We do something right here in making the passing of the peace an important part of the service. As you know so well, this is not just a perfunctory greeting—it is the embodiment of God’s love and peace and hope that we are privileged to share with one another. This time of greeting one another is not about saying hello to the people we haven’t seen since last Sunday but rather about extending God’s welcome to all who join us for worship. This time of sharing peace assures us of God’s peace with each one of us in a way that opens us to live out that peace in and with our world.

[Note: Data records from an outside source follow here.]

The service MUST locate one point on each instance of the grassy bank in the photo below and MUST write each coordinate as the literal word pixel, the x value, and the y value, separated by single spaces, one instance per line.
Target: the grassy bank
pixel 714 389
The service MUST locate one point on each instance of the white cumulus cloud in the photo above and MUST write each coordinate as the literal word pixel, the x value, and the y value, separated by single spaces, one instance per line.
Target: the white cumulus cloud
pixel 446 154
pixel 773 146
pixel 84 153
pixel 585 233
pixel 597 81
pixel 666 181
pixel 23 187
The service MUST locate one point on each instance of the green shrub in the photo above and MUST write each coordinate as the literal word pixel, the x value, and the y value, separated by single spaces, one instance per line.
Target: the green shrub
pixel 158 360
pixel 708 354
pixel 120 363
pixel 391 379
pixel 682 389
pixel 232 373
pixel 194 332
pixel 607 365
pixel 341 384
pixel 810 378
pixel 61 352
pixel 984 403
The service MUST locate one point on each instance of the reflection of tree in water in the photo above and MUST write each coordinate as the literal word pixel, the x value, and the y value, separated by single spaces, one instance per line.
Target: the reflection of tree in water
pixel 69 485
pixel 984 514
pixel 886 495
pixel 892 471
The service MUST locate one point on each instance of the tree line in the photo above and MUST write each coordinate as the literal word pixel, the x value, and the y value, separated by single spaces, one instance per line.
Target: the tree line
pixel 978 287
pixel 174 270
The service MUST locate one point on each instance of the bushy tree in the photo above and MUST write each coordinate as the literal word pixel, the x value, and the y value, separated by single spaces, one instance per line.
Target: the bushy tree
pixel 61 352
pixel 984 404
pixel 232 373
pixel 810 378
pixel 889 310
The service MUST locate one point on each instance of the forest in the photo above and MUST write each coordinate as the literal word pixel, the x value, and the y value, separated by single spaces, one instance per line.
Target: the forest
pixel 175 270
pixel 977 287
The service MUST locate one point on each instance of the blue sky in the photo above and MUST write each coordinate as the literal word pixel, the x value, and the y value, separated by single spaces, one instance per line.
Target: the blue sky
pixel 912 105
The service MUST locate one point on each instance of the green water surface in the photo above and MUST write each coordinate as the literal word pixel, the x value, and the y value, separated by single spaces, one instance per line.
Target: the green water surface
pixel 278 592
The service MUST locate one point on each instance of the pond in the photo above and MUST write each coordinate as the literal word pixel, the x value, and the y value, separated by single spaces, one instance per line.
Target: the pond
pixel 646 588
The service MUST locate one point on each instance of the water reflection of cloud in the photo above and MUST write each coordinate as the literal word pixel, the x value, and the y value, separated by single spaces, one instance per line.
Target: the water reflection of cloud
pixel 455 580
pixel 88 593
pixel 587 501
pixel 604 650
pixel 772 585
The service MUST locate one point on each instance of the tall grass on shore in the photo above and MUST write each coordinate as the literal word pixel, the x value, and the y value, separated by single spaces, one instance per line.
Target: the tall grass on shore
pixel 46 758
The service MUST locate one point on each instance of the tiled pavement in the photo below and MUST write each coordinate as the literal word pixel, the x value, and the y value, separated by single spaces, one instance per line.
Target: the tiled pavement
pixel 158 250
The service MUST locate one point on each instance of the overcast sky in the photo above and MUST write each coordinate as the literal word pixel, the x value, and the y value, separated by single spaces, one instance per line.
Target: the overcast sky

All these things are embodied in our scripture readings today that give us a deeper perspective of God’s peace and so inform this practice of our worship. Each text brings a different perspective on what this peace is and how it spreads in the world, but both make it very clear that the peace that we share in this weekly ritual comes from God.

First, Psalm 85 describes how God’s peace is offered to us in words so that it can be lived out. Amid the brokenness and pain of our world, with the memory of past salvation and reconciliation close at hand, the psalmist describes how God’s people await a word of peace that will show God’s salvation and glory for the whole earth. But this peace is not just some wonderful and hopeful concept, offered only in beautiful flowing words. This peace actually gets lived out as “steadfast love and faithfulness… meet” and “righteousness and peace… kiss each other.”

This strange and wonderful imagery of peace had to stand out in the world of its first hearers. As contentious and fractured as our world so often seems to be, ancient Israel was touched even more regularly by war. I suspect that peace was far more often a dream than a reality in that day and age, for Israel stood at the crossroads of world culture and commerce and was always under attack by some outside culture or empire. So to hear a proclamation of peace like this had to be quite startling.

If that wasn’t enough, the meaning of the word used for peace here, shalom, went far beyond a description of the absence of conflict. This shalom points to not just the absence of conflict but also the presence of wholeness, completeness, and safety—the deeper elements of peace that come from God and are offered to us to share. Shalom is a transformative way of life that makes the world a different place, emerging from the ashes of human conflict to bring hope, stepping out of changed relationships so that we can live differently, in harmony with one another and all creation. And so each week we are invited to share this peace, not just a peace of greeting one another in the usual way at the usual time but a transformative peace that breaks down the barriers that divide us and demonstrates how we can live and share God’s peace in the world.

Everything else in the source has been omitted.